I hope those who are watching Tales from the Hood for the first time aren’t just immediately turned off never to recover from the opening minutes where we meet three gangster street thug stereotypes, smoking the dooby, cutting each other down before entering a funeral parlor ran by Clarence William III (what a magnificent face for a horror film). Sometimes it isn’t about the first impression but the entire package in its entirety.



With any anthology, there’s the typical set up for the stories that lie within. Williams III (really laying it on thick with his crazed expressions and mannerisms) is a mortician visited by three gangster wannabes demanding his “shit”. Drugs for profit. What occurs is Williams III relating stories to them regarding corpses he tends to resulting from the tales he weaves to them. Williams III promises they will be “knee deep in the shit”. He isn’t kidding although they think he’s talking about plentiful amounts of drugs. What he truly means is plentiful amounts of peril. But the stories first.


A charismatic politician named Moorehouse advocates for a clean police department absent crooked cops. A trio of bad cops (headed by a nasty Wings Hauser) beat him senseless in something reminiscent to Rodney King while a fellow black cop is running his plates not realizing until it was too late what the other police officers were doing to Moorehouse.  The black cop is told by his partner never to rat out a cop (or cops), break the code, or report what the others did to Moorehouse. Cop violence involving racism was quite topical when this movie was made, so any horror anthology involving black characters in key roles where bad cops are concerned isn’t a surprise. The Rodney King case will never die, that’s for sure. It was a given this kind of story might wind up in a horror film. Moorehouse was calling out drug dealing at a certain precinct (Hauser and his boys’ precinct), so he made himself a target. Hauser makes sure he is silenced….but the story doesn’t end here. Clarence, the black cop who never reported the violence against Moorehouse, is now haunted by the victim’s spirit, wanting those dirty cops to pay for what was done to him.

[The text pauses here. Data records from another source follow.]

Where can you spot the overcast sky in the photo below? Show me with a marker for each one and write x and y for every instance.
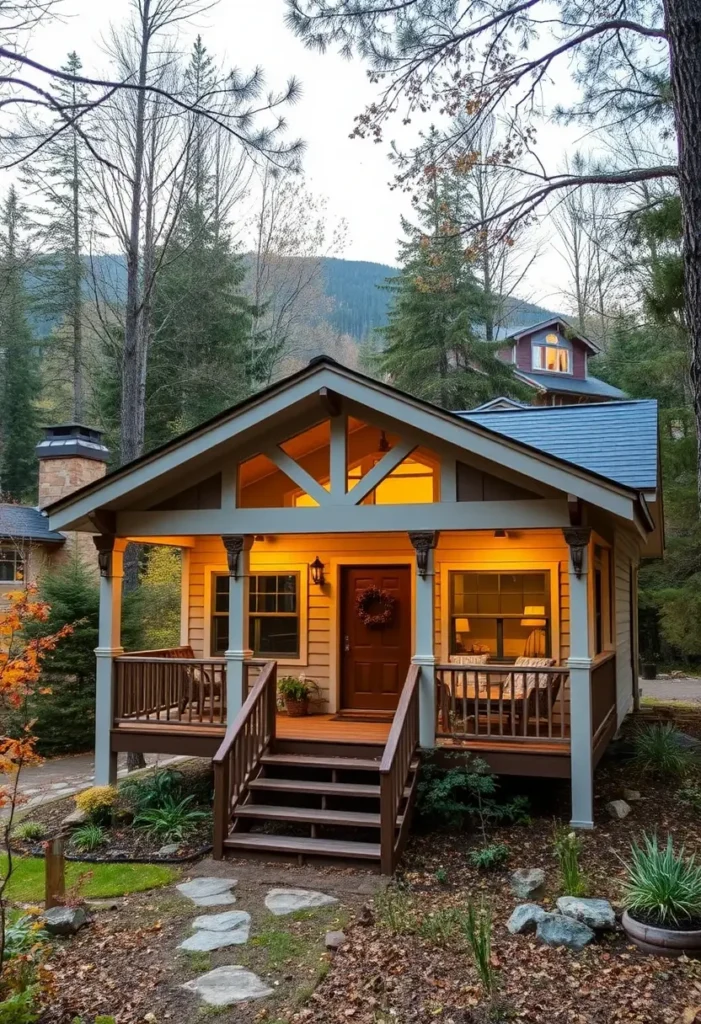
(353, 174)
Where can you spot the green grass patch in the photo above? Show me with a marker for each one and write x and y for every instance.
(89, 881)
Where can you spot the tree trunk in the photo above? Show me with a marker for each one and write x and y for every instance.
(683, 23)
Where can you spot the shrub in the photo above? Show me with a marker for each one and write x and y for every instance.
(88, 838)
(97, 803)
(477, 931)
(662, 888)
(29, 832)
(489, 857)
(172, 821)
(154, 791)
(568, 847)
(657, 752)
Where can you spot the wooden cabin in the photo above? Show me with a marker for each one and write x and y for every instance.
(457, 581)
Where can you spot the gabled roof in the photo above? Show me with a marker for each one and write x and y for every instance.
(563, 384)
(23, 522)
(615, 439)
(562, 322)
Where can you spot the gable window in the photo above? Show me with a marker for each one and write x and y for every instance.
(273, 614)
(11, 564)
(505, 614)
(553, 353)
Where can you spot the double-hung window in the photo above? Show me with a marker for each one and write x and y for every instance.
(273, 614)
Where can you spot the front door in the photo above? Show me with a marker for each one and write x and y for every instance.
(375, 659)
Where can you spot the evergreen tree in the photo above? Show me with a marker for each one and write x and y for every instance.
(434, 345)
(18, 358)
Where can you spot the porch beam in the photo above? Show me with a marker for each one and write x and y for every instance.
(579, 664)
(297, 474)
(531, 514)
(378, 473)
(111, 556)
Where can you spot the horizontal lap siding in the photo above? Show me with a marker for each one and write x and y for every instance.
(480, 550)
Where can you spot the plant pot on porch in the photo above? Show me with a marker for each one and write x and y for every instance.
(297, 709)
(662, 941)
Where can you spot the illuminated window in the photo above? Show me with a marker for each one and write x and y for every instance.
(553, 354)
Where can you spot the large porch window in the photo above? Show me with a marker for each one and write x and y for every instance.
(273, 614)
(505, 614)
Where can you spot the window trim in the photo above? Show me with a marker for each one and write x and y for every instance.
(485, 563)
(19, 561)
(273, 568)
(562, 345)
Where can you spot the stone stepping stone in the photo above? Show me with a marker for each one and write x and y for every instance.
(226, 985)
(216, 931)
(281, 901)
(209, 891)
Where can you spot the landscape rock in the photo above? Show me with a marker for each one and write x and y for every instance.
(169, 850)
(525, 919)
(556, 930)
(64, 920)
(75, 818)
(226, 985)
(527, 882)
(597, 913)
(281, 901)
(335, 940)
(618, 809)
(209, 891)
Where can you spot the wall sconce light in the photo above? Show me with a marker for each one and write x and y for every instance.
(316, 568)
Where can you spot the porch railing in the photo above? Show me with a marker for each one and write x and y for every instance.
(502, 702)
(238, 756)
(603, 696)
(170, 687)
(394, 771)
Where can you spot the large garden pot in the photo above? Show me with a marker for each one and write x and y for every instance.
(662, 941)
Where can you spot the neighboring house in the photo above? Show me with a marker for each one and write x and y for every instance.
(464, 581)
(70, 457)
(553, 358)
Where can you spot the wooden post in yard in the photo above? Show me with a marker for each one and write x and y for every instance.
(55, 872)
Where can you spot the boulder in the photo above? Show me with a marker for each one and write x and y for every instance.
(525, 919)
(596, 913)
(556, 930)
(618, 809)
(528, 882)
(335, 940)
(75, 818)
(64, 920)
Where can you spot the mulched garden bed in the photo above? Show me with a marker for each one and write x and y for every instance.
(124, 842)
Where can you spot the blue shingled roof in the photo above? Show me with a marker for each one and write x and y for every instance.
(26, 522)
(615, 439)
(588, 386)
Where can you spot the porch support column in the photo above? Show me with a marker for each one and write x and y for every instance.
(111, 561)
(238, 558)
(424, 544)
(580, 680)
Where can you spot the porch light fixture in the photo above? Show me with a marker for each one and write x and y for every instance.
(316, 569)
(533, 615)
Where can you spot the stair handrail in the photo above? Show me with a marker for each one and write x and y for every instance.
(238, 756)
(394, 767)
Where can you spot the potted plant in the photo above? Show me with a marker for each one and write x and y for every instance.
(662, 898)
(295, 693)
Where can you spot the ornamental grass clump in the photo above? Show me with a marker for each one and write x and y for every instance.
(658, 752)
(662, 888)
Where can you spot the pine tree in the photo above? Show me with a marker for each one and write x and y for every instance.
(18, 358)
(434, 345)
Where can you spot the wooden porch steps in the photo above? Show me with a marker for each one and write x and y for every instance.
(301, 846)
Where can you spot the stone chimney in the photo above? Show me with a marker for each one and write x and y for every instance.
(70, 456)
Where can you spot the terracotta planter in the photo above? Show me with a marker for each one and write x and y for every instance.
(297, 709)
(662, 941)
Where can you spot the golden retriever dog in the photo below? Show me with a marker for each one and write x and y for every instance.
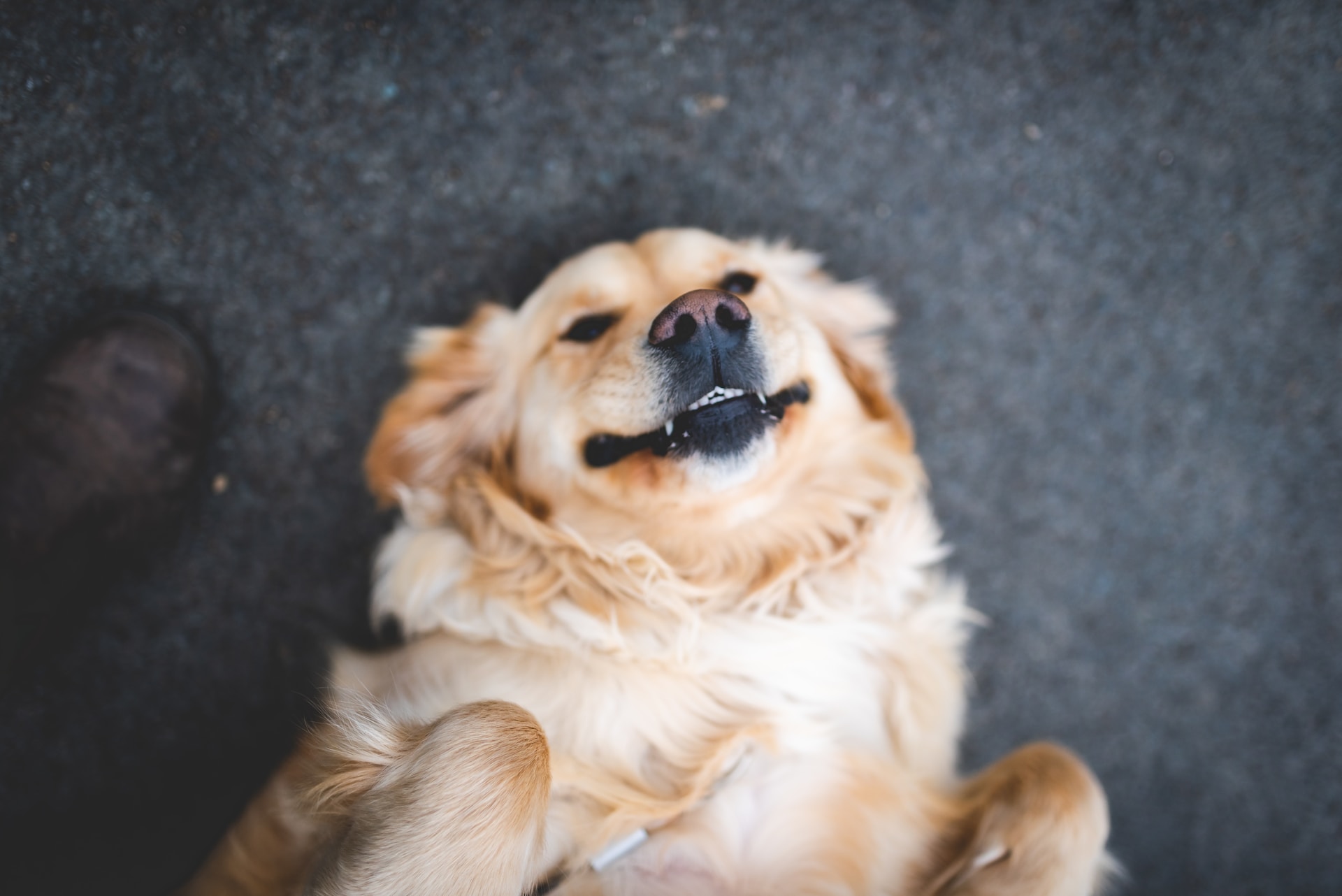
(675, 619)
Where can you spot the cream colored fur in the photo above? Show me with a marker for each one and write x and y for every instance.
(758, 662)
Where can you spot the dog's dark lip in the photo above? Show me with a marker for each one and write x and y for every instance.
(604, 449)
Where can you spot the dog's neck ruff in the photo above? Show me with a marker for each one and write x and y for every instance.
(472, 561)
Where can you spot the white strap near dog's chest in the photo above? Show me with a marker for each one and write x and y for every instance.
(618, 849)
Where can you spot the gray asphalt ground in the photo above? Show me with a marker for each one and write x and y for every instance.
(1113, 233)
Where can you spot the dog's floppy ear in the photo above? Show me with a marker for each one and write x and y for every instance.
(456, 407)
(856, 322)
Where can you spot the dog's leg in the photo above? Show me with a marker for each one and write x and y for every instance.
(1032, 824)
(454, 807)
(270, 849)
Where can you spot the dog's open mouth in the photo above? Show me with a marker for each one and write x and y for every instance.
(723, 421)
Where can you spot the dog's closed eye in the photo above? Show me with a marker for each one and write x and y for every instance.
(738, 282)
(589, 328)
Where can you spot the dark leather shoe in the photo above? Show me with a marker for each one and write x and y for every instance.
(97, 456)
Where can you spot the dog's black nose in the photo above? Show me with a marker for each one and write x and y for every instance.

So Clarence does what he is told. The trio of scumbags in blue, a shield and uniform they don't deserve, arrive at a cemetery agreeing to follow Clarence to the grave of Moorehouse. Guess what happens after Hauser pisses on his grave? The dead awakens as a rotted corpse of Moorehouse (with contacts that whitens his eyes) rises (or more like "explodes") from his grave after dragging Hauser's partner into the burial plot, removing his heart and placing him in the casket. Hauser and Clarence's former partner high tail it in a police car but escape isn't optional. This is the case where what you see may not be what actually happens. Clarence is guilt-stricken and truly haunted by not doing the right thing. While we see Moorehouse ripping off a cop's head, causing hypodermic needles to levitate and enter the torso of another cop who subsequently becomes "human graffiti art", and questioning why his safety wasn't protected in an echoing voice, Clarence's strait-jacket and padded cell, with some dialogue shared by two guards indicates it could have all been drummed up within the tortured mind of a cop who was sworn to serve and protect and did neither. The prosthetic and makeup work was of the low budget variety, it didn't need to be too truly authentic in a Greg Nicotero vein due to the idea of what we were witnessing being a delusion instead of actual.

"Sometimes reality is just a matter of perception."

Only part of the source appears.